Bass Fishing: Improve Your Game by Setting Goals

When it comes to competitive bass fishing, the level of competition improves every year.

Today, there are many excellent anglers at all levels of the sport. Even at the local club level, there are fishermen worthy of competing at higher levels if they choose to go in that direction. The best competitors in any sport or competition continually practice their craft while setting goals towards improving their skills. Tournament bass fishing is the same way. New techniques, refinements in techniques, new technology, all occur as the result of somebody looking to improve their bass fishing mojo. So if you’re serious about improving your competitiveness, start setting some goals.

Jim Moynagh with a large bass
Jim Moynagh

I like setting goals that I can control and achieve. Sure I want to win every tournament and be the “Angler of the Year,” but setting that type of goal isn’t what I’m talking about. I’m talking about improving some part of your skill set that ultimately leads to better overall performance. Wins and titles follow the achievements of accomplishing goals.

For example, here’s a goal of mine – I want to become better with my Lowrance Fish Finder/electronics. I’m not sure I’m getting everything out of it that is possible. For sure I am underutilizing the side scanning abilities of it. Thus, I need to take some steps to achieve this. I need to make it a point to talk to other Lowrance users and get their input. I may contact Lowrance directly and ask them a few key questions. And certainly, I can scour the internet for useful YouTube videos and so forth. Once I’ve done this, then I’ll make a point to apply what I’ve learned out on the water. I will leave the rods in the boat’s rod locker and use the time on the lake to implement my new knowledge.

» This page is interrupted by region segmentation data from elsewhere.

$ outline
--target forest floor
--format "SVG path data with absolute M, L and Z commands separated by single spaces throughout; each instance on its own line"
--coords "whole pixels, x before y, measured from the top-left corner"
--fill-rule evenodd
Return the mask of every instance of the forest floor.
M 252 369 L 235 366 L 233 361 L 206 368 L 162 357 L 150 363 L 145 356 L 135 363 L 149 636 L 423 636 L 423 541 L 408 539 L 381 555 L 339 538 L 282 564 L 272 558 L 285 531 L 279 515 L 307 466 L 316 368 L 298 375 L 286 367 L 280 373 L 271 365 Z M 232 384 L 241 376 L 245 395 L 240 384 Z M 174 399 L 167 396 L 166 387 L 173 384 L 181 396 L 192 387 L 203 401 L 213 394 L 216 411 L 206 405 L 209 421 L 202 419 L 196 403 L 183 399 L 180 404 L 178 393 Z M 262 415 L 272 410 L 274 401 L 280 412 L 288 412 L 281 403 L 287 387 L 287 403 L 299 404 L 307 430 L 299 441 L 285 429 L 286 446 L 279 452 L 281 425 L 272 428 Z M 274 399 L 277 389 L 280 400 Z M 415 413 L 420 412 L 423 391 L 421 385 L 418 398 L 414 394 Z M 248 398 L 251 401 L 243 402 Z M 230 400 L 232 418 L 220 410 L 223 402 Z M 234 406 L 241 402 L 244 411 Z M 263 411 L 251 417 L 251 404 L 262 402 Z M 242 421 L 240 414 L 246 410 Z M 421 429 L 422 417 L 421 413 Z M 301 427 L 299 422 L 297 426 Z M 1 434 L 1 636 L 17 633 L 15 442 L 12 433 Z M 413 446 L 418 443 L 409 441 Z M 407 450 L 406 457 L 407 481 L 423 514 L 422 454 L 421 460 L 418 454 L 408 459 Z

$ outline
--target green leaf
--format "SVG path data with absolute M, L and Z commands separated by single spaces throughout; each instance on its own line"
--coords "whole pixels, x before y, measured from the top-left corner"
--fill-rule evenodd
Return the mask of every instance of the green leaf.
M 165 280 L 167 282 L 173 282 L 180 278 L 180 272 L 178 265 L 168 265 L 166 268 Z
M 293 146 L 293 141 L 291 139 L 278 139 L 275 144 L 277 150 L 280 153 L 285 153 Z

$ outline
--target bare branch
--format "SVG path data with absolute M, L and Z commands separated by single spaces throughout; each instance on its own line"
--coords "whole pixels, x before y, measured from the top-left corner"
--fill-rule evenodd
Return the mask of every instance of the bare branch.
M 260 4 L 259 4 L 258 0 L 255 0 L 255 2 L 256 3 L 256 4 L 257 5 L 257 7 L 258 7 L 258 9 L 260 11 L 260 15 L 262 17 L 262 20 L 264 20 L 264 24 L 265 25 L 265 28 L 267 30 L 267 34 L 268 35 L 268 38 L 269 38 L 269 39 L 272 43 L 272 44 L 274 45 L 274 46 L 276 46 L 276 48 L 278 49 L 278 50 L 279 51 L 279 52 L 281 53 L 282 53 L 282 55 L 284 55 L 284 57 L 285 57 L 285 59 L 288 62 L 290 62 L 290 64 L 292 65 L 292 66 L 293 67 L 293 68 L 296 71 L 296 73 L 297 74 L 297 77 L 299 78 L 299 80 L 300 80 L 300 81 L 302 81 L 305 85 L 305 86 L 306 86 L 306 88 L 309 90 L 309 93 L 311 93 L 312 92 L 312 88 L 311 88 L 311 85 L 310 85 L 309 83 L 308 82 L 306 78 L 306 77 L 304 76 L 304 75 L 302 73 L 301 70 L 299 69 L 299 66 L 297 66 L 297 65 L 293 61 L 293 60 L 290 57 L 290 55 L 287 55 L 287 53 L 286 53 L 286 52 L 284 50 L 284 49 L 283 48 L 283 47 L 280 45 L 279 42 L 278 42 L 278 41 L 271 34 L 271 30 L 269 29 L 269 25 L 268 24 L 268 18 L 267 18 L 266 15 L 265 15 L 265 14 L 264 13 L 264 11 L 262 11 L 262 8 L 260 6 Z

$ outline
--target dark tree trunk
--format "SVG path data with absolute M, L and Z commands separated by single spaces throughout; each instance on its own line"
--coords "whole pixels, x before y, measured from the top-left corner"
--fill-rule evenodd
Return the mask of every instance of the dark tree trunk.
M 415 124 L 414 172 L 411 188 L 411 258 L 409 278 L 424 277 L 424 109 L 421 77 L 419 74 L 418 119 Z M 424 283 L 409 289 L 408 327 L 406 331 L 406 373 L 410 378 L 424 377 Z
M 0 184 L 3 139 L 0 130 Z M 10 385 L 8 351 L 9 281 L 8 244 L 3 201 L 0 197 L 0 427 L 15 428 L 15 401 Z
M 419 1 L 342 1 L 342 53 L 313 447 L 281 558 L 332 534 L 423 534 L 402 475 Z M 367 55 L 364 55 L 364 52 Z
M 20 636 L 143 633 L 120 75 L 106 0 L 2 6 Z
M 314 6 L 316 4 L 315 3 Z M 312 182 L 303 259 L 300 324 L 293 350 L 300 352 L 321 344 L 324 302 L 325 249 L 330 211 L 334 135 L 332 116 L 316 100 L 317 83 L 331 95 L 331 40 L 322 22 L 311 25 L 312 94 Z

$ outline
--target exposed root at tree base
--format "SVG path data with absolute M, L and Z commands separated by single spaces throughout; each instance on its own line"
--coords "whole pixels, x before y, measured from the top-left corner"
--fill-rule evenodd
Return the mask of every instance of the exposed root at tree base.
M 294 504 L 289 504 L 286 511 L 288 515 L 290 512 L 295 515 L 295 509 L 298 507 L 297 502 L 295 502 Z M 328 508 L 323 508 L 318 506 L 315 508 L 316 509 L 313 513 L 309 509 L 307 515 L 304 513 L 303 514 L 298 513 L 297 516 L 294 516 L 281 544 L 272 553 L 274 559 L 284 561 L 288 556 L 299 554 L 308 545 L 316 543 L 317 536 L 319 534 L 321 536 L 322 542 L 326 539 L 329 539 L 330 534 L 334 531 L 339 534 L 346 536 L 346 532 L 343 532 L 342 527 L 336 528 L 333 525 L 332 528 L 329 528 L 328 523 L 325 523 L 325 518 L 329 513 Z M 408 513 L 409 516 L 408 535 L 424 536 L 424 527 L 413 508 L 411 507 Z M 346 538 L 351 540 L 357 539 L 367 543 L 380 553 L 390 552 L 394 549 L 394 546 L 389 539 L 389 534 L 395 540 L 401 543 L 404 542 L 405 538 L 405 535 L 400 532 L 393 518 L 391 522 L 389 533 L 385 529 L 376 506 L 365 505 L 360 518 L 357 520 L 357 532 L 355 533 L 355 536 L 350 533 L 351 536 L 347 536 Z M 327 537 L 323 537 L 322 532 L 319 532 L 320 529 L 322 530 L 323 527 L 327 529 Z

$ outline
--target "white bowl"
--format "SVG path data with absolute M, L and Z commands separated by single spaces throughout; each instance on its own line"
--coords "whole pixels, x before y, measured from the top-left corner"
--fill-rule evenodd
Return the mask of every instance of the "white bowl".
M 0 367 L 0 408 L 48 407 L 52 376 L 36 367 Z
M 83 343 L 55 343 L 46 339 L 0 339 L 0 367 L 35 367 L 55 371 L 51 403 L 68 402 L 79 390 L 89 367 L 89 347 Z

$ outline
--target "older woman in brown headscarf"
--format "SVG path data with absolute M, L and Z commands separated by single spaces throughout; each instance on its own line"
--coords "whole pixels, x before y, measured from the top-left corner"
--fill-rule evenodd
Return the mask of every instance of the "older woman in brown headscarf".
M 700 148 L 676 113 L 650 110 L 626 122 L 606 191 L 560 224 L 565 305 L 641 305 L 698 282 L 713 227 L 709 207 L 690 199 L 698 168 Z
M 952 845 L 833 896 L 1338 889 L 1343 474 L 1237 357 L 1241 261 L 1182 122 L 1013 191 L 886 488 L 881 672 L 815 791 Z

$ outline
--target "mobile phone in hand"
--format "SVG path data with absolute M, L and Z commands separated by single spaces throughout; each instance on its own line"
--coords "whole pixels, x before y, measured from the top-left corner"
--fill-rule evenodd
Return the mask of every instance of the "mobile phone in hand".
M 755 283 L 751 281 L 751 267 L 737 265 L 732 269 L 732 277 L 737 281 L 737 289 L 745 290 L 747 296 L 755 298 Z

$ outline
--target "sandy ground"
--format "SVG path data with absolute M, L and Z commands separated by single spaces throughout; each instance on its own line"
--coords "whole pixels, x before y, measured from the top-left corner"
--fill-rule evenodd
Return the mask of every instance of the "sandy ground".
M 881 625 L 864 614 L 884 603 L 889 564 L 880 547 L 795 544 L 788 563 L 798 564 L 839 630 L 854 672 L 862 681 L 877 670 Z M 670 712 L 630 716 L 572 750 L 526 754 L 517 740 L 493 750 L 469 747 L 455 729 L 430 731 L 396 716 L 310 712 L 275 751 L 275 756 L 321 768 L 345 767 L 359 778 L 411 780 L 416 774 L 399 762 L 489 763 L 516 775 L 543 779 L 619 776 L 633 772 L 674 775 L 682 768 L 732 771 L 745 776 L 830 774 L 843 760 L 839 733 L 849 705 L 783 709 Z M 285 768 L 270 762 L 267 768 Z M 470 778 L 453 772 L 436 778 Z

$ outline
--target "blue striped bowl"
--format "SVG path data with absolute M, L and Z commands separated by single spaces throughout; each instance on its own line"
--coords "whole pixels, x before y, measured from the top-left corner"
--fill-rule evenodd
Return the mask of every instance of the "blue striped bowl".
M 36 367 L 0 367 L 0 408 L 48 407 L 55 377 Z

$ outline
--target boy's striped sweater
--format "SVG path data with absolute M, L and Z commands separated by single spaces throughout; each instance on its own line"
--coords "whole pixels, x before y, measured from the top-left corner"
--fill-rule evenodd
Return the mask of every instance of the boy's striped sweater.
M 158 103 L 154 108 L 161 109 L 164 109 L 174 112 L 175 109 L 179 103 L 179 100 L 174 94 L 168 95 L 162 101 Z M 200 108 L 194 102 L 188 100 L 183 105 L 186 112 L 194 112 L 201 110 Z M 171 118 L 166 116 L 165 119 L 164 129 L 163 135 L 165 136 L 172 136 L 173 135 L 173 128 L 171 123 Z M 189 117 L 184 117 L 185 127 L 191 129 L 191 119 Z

So as you can see, this goal wasn’t as broad or general as stating, “I want to be a better fisherman.” The goal is more specific and has steps to achieving it. And ultimately when the goal is attained, you will be a better fisherman who has a better chance for better tournament performance.

Here are some goals to consider no matter if you are a tournament competitor or a weekend angler:

  • Learn your electronics better as I discussed above. They have become very complex, and I bet most anglers could improve this part of their game.
  • Set aside more time for fishing. The feasibility of doing this depends on your personal situation. I’m not suggesting you ignore your family or job, but perhaps some time can be shaved from some other hobby.
  • Learn a new technique. This can be frustrating and time consuming because it may not produce right away. But the more time you dedicate to it and use your brain to “tweak” it, perhaps you’ll eventually hit the right setup and presentation that really produces. I don’t suggest using the limited tournament practice time for this, but instead do this when you’re just fishing for fun. Just be sure that you do set aside some “fun time” to accomplish this.
  • Better organize your tackle. This helps you be more efficient and gets you more fishing time on the water. Plus, you’ll better know when to restock certain items.
  • For tournament anglers, during the pre-fishing days, get the boat launched before sunrise. Most tournaments start then, so you should be ready to establish methods to catch bass early.
  • Be a better student of the sport off the water. Set aside more time to studying the sport of bass fishing. Surf the web, read magazines, watch fishing shows, check out the Bass Fishing Tips section here at SG. Don’t simply view this stuff, but study it! I really like to study tournament reports and try to recognize common themes.
  • Tournament anglers, pay more attention to your nutrition and hydration. Your brain is the most valuable fishing tool. Treat it right on and off the water. I know what dehydration does to my brain – it gets indecisive and forgetful. I have learned the value of keeping liquids around in decent quantities.

These are just some goals to consider. Whatever goal you set, be sure to clearly define it and outline the steps that will actually get you there.

Improving your game is necessary in competitive bass fishing because too many others are doing the same! And weekend anglers also will find their time spent on the water to be more profitable!